La réprobation de ces mêmes gens serait identique s’il c’était agi de l’attaque d’une église, d’une synagogue ou d’un temple bouddhiste.

Sur le fond, pour tout démocrate républicain attaché à la laïcité, il n’y a pas de controverse en la matière : les choses sont simples.

Mais malheureusement, dans un pays où la république est malade et la démocratie moribonde, ce genre de réaction humaniste « naturelle » pose problème.

Nous traversons une période de polycrises (sanitaire, économique, sociale, sécuritaire) durant laquelle la peur devient un instrument de manipulation politique et de gouvernement.

Une telle période nécessite de la rigueur, de la précision, de la raison pour ne pas se trouver asservi par l’émotion et surtout par le flou.

La formation des journalistes ne favorise pas la rigueur et le raisonnement. Il suffit simplement de savoir parler et écrire avec fluidité, de savoir commenter des comportements.
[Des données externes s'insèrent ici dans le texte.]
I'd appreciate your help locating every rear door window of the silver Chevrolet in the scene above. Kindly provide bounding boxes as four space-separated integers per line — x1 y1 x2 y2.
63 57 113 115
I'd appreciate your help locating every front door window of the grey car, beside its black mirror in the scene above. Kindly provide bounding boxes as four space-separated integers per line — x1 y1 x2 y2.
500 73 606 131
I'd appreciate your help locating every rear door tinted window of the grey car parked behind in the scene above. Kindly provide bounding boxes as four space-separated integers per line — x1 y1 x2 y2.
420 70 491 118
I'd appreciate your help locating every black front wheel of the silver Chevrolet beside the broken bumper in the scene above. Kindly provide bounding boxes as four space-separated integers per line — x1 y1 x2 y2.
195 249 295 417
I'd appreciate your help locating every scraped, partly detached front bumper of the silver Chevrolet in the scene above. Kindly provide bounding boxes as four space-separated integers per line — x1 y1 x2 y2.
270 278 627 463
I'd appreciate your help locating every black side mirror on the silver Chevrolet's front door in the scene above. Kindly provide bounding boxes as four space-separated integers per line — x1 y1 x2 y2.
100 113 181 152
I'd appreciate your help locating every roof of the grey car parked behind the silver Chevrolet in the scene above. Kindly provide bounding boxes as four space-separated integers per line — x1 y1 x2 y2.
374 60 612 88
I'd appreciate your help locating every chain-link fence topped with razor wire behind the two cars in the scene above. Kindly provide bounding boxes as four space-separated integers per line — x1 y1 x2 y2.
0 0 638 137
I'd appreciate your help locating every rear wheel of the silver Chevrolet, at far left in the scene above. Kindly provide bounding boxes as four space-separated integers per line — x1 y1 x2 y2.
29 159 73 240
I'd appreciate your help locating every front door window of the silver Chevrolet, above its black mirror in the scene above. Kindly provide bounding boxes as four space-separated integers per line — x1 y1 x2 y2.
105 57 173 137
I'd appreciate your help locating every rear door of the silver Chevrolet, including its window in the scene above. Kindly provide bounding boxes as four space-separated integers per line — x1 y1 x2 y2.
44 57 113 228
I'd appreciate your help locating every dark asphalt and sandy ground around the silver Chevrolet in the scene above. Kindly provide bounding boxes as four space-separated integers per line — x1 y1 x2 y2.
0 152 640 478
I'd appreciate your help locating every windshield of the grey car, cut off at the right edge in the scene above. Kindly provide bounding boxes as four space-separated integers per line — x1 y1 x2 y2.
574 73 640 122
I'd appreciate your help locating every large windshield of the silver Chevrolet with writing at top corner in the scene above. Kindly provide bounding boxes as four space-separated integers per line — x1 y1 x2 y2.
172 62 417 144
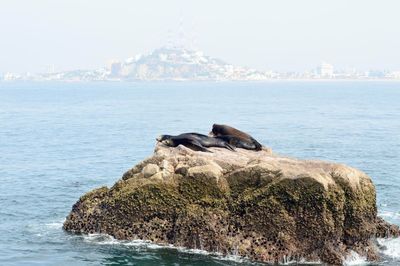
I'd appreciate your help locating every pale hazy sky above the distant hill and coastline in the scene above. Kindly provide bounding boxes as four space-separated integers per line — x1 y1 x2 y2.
0 0 400 72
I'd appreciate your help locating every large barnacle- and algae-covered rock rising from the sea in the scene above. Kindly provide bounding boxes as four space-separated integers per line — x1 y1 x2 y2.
64 145 399 265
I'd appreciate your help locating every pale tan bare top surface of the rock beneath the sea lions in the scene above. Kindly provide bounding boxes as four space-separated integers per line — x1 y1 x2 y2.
153 144 371 189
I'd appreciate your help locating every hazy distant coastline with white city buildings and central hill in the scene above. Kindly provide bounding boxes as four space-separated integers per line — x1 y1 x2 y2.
0 45 400 81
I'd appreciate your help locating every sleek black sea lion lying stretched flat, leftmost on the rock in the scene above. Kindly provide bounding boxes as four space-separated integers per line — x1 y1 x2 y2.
157 133 235 152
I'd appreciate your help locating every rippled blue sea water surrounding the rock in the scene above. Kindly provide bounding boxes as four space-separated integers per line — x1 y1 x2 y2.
0 81 400 265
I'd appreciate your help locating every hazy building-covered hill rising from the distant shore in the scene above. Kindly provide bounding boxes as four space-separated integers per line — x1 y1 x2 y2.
109 47 268 80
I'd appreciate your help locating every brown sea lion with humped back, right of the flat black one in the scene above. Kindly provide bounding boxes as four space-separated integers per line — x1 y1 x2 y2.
210 124 262 151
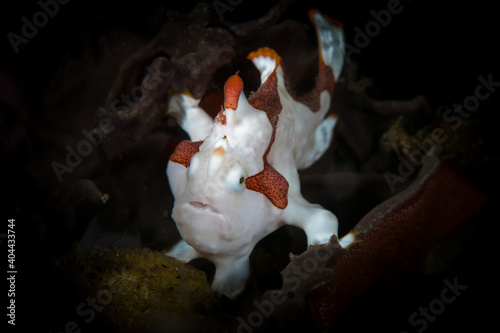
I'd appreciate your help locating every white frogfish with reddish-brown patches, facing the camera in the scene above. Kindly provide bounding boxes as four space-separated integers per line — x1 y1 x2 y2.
166 10 345 297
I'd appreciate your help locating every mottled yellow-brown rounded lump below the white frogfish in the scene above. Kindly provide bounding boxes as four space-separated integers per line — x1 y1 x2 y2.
68 248 214 332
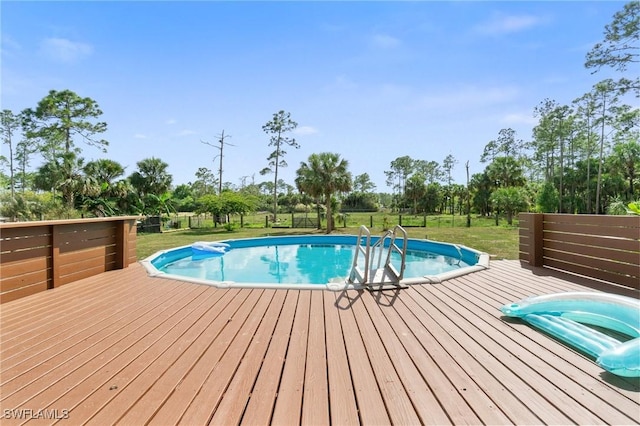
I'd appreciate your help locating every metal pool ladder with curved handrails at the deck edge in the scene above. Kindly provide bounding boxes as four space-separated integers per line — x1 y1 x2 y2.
347 225 407 290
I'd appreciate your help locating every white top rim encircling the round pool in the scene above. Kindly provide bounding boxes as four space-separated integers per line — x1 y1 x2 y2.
139 235 490 291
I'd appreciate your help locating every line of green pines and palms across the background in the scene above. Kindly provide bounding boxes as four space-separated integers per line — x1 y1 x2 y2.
0 2 640 231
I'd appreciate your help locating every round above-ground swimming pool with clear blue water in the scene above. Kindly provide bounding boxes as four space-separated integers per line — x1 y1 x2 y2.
141 235 489 290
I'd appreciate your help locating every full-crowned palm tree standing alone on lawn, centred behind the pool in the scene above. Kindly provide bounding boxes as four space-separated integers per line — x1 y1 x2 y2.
296 152 352 234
EN DÉFINITIVEcomme l’écrit Shlomo Sand, le terme « islamo-gauchisme » est une « symbiose propagandiste » redoutablement efficace, comme le fut le « judéo-bolchévisme » en son temps. Dans un cas comme dans l’autre, il s’agit de faire croire à l’existence d’un complot contre le mode de vie fantasmé de Français essentialisés.

 

Sources : par Shlomo Sand, Hervé Debonrivage, Antoine Léaument, complément de Hervé Kempf mis à jour le 07/07/2021

- « L'islamo-gauchisme », voilà l'ennemi

C’était le message envoyé régulièrement par Manuel Valls en 2016 dans ses différentes prises de parole publiques. Un concept assez flou dans lequel le Premier ministre englobe à la fois Clémentine Autain et Tariq Ramadan[2]. Professeur d’histoire contemporaine à l’université de Tel-Aviv, Shlomo Sand s’interroge sur l’utilisation de cette rhétorique.

 

Dans les années 1930, en France comme dans d’autres pays d’Europe, les communistes et diverses personnalités de la gauche radicale étaient fréquemment qualifiés de « judéo-bolcheviks ». Ainsi, par exemple, mon père qui, avant la Seconde Guerre mondiale, était un communiste polonais, était considéré par les autorités et la presse du pays comme faisant partie de la « Zydokomuna ».

 

Étant donné que plusieurs dirigeants de la Révolution d’Octobre, tout comme nombre de communistes et de défenseurs de l’URSS, dans toute l’Europe, étaient d’origine juive, l’association langagière entre judaïsme et menées subversives était très populaire parmi les judéophobes.